Foto: EPA/Khaled Elfiqi

Seit 2012 sind weltweit rund 1.800 Mers-Coronavirus-Erkrankungen registriert worden. Dabei ist vor allem Vorsicht bei Reisen in den Nahen Osten geboten. Ärzten wird geraten, auf Verdachtsfälle zu achten. Wie wichtig das ist, zeigt der Fall eines Patienten aus Saudiarabien, der Anfang September ins Salzburger LKH eingeliefert worden ist.

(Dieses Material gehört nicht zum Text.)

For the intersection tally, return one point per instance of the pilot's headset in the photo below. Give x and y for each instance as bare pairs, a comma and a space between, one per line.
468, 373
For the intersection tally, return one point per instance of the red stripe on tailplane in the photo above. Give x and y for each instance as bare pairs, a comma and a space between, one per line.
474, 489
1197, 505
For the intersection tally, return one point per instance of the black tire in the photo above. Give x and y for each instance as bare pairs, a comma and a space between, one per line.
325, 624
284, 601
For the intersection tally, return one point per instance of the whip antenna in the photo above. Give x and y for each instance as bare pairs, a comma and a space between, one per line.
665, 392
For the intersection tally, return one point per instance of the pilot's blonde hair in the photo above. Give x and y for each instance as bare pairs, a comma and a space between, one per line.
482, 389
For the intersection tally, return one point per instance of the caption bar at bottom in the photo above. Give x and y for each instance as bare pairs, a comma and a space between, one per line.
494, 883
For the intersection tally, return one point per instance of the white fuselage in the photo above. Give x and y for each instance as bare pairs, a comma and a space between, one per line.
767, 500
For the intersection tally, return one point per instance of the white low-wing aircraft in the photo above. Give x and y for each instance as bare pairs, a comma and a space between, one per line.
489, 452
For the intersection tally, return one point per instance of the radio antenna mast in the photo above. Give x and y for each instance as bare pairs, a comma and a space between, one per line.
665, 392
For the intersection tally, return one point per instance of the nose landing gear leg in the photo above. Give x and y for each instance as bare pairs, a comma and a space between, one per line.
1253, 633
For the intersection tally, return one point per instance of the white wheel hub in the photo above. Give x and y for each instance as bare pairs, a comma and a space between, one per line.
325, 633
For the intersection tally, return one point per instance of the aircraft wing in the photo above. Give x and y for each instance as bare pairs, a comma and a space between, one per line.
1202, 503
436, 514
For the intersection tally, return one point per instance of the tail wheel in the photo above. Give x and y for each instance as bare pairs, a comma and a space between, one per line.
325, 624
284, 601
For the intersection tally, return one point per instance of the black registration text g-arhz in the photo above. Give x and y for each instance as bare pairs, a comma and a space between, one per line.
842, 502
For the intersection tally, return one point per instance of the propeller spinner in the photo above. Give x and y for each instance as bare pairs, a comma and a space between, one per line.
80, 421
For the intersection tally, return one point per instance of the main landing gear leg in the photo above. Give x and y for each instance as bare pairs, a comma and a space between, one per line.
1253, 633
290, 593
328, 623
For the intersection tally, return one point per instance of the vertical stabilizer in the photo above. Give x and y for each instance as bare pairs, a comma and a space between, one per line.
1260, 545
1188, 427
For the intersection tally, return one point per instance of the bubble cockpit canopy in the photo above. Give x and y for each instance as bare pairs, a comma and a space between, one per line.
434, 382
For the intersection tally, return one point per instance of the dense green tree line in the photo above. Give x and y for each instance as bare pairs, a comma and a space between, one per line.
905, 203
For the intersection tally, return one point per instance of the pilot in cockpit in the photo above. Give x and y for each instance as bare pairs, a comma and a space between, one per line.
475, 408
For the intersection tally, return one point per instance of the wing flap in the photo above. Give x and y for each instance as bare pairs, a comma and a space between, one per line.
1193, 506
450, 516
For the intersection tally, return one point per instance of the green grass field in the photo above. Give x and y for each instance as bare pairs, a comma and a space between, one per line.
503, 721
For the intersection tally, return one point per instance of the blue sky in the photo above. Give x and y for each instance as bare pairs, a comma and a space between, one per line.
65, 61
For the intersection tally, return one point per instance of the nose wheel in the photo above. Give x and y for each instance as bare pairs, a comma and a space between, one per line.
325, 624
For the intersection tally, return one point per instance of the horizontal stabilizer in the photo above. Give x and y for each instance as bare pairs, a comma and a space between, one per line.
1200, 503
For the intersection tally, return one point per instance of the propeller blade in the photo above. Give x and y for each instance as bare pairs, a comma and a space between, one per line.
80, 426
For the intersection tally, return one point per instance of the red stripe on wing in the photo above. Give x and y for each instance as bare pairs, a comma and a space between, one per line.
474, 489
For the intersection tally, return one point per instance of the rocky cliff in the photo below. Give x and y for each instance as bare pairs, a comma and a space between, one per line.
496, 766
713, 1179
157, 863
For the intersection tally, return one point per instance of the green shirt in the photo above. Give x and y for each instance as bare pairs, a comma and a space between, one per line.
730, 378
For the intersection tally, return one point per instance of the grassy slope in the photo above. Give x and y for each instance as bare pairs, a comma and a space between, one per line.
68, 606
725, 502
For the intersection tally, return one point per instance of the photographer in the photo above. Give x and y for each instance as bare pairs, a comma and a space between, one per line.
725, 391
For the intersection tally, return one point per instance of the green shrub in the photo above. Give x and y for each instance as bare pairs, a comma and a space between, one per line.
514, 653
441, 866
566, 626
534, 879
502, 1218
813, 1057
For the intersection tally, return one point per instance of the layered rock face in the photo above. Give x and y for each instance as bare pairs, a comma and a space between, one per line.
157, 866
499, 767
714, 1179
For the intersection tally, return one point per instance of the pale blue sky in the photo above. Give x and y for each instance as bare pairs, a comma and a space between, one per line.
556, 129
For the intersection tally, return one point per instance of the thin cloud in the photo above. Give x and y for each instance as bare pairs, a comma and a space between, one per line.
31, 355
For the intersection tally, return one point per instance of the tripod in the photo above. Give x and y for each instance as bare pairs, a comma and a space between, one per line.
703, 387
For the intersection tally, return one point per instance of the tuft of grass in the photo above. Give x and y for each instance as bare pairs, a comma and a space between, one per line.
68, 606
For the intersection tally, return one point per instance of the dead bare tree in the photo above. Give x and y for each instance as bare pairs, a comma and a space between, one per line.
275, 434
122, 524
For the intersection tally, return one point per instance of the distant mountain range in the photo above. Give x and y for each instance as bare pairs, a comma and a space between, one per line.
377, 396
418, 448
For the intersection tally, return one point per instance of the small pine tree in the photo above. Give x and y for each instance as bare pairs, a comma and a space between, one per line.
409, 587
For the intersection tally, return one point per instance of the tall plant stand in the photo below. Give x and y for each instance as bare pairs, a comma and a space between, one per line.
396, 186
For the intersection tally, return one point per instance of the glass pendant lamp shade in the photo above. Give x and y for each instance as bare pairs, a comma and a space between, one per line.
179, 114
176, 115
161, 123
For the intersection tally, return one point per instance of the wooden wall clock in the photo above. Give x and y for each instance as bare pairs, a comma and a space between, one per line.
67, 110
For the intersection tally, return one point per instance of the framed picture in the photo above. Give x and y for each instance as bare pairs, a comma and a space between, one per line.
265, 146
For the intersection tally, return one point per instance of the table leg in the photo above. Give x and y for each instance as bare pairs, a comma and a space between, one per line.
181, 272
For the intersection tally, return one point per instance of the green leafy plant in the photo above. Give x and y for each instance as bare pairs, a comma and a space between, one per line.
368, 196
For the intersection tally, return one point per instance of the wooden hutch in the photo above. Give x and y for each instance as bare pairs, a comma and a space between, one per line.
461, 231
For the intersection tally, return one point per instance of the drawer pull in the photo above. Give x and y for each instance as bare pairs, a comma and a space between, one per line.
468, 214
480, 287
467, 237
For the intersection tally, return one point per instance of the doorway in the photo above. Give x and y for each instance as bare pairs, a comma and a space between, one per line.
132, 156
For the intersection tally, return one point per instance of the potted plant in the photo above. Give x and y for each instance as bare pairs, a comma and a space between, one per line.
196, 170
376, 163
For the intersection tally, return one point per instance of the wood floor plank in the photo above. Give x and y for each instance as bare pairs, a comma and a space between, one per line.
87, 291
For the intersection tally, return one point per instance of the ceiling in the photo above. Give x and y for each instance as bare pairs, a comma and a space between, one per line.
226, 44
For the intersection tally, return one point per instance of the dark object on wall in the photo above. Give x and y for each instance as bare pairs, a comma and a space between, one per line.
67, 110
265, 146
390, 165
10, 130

Er starb trotz schneller Diagnose und optimaler Versorgung vergangenes Wochenende.

Der Tod des 67-jährigen Patienten wurde am Mittwoch bei einem Konsensmeeting über Leitlinien-Entwürfe zur Verhinderung von Polio-, Mers- und Masern-Ausbrüchen mit Vertretern aus 17 EU/EEA-Staaten in Mondorf in Luxemburg bekannt. Der an dem Meeting teilnehmende Vertreter des österreichischen Gesundheitsministeriums, Bernhard Benka, bestätigte gegenüber der APA den Todesfall.

Nach einer aus Saudiarabien stammenden Patientin im Jahr 2014 in Wien handelte es sich um den zweiten Fall in Österreich. Die Mortalitätsrate bei Mers-CoV-Erkrankungen liegt bei 36 Prozent. Der Mann war zunächst mit Symptomen an seinem Salzburger Urlaubsort in stationäre Behandlung gekommen und dann in die Landeshauptstadt überstellt worden.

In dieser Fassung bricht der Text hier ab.